Personal information
- Born: 8 March 2002 (age 24) Podgorica, Montenegro, FR Yugoslavia
- Nationality: Serbian / Bosnian
- Listed height: 1.92 m (6 ft 4 in)

Career information
- Playing career: 2021–present

Career history
- 2021–present: Crvena zvezda mts
- 2021–present: → FMP

Career highlights
- Serbian Cup winner (2021);

= Milutin Vujičić =

Serbian basketball player (born 2002)

Milutin Vujičić (Милутин Вујичић; born Milutin Ostojić, 8 March 2002) is a Serbian professional basketball player for FMP of the Basketball League of Serbia and the ABA League on a loan from Crvena zvezda mts.

== Early life ==
Born in Podgorica, Yugoslavia (nowadays in Montenegro) as Milutin Ostojić (Милутин Остојић), Vujičić spent his childhood in Foča, Bosnia and Herzegovina. He started to play basketball with KK Sutjeska Foča. Later he moved to the Crvena zvezda youth system.

== Playing career ==
In February 2021, head coach Dejan Radonjić added Vujičić to the Crvena zvezda mts roster for the 2021 Radivoj Korać Cup tournament in Novi Sad. On 11 February, he made his debut for Crvena zvezda in a 108–47 win over Radnički Kragujevac, making 3 points, 3 assists and a rebound in 11 minutes of playing time. Following a win over Mega Soccerbet in the Cup Finals, the Zvezda won its 10th National cup title while Vujičić won his first trophy. On 19 February, Vujičić was a member of the Zvezda roster for a EuroLeague game with Zenit Saint Petersburg without any played time. On 23 February, Vujičić officially signed a four-year professional contract with Crvena zvezda mts.

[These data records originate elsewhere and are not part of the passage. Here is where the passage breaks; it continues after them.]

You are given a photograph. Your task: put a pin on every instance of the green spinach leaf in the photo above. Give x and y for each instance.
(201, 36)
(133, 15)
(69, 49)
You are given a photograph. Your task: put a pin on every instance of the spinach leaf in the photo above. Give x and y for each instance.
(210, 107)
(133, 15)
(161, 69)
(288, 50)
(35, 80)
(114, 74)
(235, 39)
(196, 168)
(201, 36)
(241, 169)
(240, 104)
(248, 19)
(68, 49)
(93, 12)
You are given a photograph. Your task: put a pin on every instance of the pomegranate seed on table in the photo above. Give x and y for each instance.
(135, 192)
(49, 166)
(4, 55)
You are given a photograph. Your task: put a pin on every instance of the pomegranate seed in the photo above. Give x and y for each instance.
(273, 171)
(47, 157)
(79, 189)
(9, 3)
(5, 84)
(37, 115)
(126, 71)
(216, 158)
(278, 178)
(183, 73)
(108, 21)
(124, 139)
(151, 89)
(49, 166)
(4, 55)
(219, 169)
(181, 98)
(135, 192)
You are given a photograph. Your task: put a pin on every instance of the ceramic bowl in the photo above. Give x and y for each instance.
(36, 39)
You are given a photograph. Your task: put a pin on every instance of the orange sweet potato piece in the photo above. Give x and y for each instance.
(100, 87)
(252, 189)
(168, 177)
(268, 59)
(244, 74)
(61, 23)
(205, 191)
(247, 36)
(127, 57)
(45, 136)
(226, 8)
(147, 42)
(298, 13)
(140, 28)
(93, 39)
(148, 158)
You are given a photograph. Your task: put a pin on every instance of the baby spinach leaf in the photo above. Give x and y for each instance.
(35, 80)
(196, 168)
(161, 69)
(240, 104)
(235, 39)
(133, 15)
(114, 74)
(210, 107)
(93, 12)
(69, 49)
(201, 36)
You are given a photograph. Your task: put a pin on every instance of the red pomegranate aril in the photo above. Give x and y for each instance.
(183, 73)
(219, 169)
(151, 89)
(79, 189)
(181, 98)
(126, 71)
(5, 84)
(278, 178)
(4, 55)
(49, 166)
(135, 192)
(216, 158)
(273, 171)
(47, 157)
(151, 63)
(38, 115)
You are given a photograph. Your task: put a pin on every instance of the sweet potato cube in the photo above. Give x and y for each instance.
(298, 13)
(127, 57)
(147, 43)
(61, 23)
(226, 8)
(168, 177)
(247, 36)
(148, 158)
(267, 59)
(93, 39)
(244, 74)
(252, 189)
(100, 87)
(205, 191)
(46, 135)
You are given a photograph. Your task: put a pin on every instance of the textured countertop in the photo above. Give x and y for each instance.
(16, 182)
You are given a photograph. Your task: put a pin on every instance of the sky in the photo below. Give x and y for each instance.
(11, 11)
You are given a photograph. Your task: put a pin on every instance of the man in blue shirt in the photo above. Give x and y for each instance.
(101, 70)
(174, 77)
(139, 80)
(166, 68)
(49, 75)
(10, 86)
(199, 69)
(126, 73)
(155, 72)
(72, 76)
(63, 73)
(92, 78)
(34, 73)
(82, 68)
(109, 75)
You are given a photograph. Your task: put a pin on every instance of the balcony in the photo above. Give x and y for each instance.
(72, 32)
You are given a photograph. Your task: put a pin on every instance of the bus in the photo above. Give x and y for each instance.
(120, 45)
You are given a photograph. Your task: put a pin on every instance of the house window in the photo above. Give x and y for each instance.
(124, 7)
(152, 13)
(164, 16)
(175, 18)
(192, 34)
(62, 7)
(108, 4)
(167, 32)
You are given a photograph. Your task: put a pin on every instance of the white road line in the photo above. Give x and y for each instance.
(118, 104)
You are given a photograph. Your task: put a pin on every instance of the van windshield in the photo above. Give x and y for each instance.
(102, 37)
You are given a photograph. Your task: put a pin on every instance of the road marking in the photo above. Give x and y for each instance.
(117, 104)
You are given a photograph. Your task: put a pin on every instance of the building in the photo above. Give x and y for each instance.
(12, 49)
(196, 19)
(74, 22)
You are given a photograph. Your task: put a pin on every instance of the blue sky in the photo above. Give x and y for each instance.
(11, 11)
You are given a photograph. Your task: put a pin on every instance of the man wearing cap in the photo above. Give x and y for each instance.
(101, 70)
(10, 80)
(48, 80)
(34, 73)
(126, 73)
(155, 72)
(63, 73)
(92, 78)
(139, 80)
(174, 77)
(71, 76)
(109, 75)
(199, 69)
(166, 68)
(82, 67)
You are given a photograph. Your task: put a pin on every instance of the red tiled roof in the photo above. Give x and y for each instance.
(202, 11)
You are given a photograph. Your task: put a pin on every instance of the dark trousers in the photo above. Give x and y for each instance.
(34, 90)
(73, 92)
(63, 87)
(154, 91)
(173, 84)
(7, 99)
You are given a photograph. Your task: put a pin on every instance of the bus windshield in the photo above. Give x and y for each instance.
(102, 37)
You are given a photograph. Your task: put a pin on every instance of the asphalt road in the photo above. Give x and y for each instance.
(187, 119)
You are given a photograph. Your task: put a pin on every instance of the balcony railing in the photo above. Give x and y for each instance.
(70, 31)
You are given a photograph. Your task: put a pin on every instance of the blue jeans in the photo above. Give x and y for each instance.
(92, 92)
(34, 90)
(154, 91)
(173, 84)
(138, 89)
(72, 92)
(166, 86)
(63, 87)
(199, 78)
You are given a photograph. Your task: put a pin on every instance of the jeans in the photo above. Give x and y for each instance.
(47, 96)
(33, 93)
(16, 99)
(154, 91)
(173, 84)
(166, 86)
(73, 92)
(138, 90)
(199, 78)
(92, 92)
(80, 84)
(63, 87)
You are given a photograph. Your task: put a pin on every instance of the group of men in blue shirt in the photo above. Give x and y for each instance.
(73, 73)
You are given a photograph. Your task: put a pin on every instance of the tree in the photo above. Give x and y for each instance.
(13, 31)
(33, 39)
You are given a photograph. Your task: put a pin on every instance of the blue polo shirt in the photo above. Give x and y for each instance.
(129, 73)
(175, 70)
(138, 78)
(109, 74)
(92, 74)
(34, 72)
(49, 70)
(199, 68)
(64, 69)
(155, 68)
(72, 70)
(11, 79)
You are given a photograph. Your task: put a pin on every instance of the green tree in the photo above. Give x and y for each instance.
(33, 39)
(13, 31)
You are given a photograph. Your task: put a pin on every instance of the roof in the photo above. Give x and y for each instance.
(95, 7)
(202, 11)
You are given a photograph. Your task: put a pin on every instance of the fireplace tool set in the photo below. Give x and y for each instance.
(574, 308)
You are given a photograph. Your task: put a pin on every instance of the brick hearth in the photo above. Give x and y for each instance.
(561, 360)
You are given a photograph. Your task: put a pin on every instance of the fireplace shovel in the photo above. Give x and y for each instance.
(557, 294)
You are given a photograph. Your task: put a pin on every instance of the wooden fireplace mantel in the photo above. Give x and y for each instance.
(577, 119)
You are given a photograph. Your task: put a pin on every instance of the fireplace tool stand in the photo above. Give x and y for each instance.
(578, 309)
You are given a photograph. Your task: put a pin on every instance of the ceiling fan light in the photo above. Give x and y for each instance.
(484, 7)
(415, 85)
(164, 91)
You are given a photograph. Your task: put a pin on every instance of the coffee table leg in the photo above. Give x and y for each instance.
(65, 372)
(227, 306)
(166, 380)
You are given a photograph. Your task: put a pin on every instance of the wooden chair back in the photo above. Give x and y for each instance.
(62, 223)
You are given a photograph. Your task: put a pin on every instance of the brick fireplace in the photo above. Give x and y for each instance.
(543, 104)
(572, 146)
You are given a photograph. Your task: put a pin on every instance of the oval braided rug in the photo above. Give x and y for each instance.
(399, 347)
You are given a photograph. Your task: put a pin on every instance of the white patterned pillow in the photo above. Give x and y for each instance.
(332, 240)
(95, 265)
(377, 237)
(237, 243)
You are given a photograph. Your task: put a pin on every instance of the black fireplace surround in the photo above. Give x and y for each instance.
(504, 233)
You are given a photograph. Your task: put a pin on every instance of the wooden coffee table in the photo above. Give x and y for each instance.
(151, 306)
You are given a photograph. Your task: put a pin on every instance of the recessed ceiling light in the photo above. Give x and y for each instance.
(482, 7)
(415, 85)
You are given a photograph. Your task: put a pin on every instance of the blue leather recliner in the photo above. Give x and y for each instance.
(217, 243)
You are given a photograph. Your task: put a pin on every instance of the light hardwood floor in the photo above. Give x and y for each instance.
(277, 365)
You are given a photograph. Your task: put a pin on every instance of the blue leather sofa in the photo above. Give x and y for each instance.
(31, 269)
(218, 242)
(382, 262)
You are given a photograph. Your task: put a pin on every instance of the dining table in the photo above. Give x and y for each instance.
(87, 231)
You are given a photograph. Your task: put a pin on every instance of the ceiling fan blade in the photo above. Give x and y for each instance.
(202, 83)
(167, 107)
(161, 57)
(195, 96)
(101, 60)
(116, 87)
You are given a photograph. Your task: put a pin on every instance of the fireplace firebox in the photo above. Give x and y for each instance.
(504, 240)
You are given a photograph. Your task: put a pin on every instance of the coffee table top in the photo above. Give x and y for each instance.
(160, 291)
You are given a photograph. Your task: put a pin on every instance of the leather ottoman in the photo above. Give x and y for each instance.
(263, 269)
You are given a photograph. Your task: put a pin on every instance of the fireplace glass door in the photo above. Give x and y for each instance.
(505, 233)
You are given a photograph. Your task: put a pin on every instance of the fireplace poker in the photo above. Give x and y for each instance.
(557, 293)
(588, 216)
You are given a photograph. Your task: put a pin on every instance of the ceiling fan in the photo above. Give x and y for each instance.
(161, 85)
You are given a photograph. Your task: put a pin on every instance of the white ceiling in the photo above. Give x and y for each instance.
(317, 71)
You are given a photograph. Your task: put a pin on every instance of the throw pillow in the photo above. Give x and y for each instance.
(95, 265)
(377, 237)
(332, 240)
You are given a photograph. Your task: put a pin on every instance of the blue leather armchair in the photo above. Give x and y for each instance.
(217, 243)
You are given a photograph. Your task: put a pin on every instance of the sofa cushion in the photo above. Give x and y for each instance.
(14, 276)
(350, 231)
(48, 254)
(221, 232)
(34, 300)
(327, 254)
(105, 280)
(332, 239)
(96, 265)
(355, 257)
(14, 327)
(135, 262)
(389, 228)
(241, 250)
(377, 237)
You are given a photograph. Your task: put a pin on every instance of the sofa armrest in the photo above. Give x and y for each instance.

In May 2021, Vujičić was loaned to FMP for the 2021 Basketball League of Serbia playoffs. In August 2021, he was added to their roster for 2021–22 season.

== National team career ==
In January 2018, he was added to a 22-man preliminary roster of the Bosnia and Herzegovina national under-16 team for an international youth tournament in Sakarya, Turkey.